Il est clair que les déclarations de François Fillon, assimilant la colonisation à un soi-disant «partage des cultures», n’augure rien de bon en cas d’alternance en mai 2017. Plus généralement, la droite française est plus que complaisante avec les idées réactionnaires, xénophobes et racistes qui se déchaînent à l’heure actuelle, et cela ne peut être sans conséquences sur les relations avec les pays d’Afrique et du Maghreb.
En cas de défaite de la gauche à la prochaine élection présidentielle française, continuerez-vous à défendre l’amitié entre les deux peuples ? Comment ?
Je me battrai d’abord de toutes mes forces pour que la gauche remporte les prochaines échéances électorales. Ni la droite version Thatcher et encore moins l’extrême-droite ne résoudront les problèmes auxquels est confronté mon pays, bien au contraire. Je continuerai à défendre mes convictions, en tant que parlementaire, si les électeurs marseillais me renouvellent leur confiance, et de toutes les façons, en tant que militant et citoyen, je ferai tout ce qui est en mon pouvoir pour que s’établisse une relation forte, fraternelle et durable entre la France et l’Algérie. C’est à la fois le sens de l’histoire et l’intérêt de nos deux pays.
Faites-vous partie de ceux qui croient que Marine Le Pen pourrait gagner la présidentielle ?

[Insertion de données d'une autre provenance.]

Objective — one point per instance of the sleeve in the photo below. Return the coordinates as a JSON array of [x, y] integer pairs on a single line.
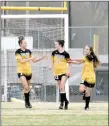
[[67, 56], [17, 55], [52, 56]]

La victoire de Donald Trump aux Etats-Unis montre que l’ensemble de la planète est touchée par un phénomène réactionnaire dont les ressorts profonds sont la peur de l’autre, la xénophobie et le populisme. Mon pays n’est pas à l’abri de cette vague. Dans ce contexte, l’hypothèse du pire, c’est-à-dire l’accession au pouvoir de l’extrême-droite, n’est absolument pas à exclure, surtout si la gauche ne se montre pas capable de surmonter ses divisions.